According to court documents, Amazon is owed approximately $4.8 million in unpaid fees, dating back to September 2023. The petition filed by Amazon this week requests permission from the bankruptcy court to end its hosting agreement with Chicken Soup for the Soul Entertainment, which could potentially lead to the shutdown of Crackle’s website and streaming services, according to a report from Lowpass and Morning Brew.

The website may still be working but streaming movies and TV shows on the apps or website has not worked in months. Leaving a website full of movies and TV shows that don’t work.

Crackle’s Rise and Fall

Crackle, originally known as Grouper, was founded in 2004 and quickly gained popularity as a free video streaming platform. Sony Pictures Television acquired the service in 2006 and rebranded it as Crackle, offering a mix of movies, TV shows, and original programming.

In 2019, Chicken Soup for the Soul Entertainment purchased Crackle, aiming to expand its reach in the ad-supported streaming market. However, the company has faced financial challenges in recent years, leading to significant debt and ultimately, bankruptcy.

The Implications of Amazon’s Petition

If the bankruptcy court approves Amazon’s petition, Crackle’s website and streaming services could be disrupted or even shut down. This would leave millions of users without access to Crackle’s library of free content.

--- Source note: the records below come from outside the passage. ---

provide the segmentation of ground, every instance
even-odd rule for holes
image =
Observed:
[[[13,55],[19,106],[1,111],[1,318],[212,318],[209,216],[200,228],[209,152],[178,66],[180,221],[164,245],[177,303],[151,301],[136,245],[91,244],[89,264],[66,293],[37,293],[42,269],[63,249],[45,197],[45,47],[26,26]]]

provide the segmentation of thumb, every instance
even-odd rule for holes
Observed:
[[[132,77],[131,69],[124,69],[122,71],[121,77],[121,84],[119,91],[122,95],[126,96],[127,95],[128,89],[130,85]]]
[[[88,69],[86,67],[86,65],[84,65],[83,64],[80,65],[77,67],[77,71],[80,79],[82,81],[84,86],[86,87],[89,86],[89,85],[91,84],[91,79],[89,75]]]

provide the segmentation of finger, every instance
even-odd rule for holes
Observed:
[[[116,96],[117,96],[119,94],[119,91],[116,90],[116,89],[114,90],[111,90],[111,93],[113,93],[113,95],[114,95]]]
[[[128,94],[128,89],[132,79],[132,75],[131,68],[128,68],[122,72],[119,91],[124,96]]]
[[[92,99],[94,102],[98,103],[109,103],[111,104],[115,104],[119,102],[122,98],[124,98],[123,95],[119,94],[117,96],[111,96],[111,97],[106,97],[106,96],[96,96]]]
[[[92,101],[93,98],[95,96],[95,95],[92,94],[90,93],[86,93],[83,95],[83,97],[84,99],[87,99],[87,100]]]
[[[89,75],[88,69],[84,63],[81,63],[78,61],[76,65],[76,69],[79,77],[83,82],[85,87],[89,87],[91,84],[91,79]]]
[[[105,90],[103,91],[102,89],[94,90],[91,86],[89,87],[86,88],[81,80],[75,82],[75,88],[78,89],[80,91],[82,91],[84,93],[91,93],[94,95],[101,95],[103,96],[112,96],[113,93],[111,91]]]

The potential loss of Crackle would also have implications for the broader ad-supported streaming market. Crackle was one of the early pioneers in this space, and its demise could signal challenges for other free streaming services that rely on advertising revenue.

Chicken Soup for the Soul Entertainment’s Financial Struggles

Chicken Soup for the Soul Entertainment’s financial difficulties extend beyond its unpaid debt to Amazon. The company has accumulated significant debt through various acquisitions and investments, and its stock price has plummeted in recent months.

The company’s struggles highlight the challenges faced by many players in the competitive streaming market. As consumers have more choices than ever, it can be difficult for smaller streaming services to attract and retain viewers, especially when competing with giants like Netflix, Disney+, and Amazon Prime Video.

It is possible that another company could acquire Crackle and its assets, but this would depend on the outcome of the bankruptcy proceedings and the interest of potential buyers. The coming weeks will be crucial for determining the future of Crackle and its place in the evolving streaming landscape.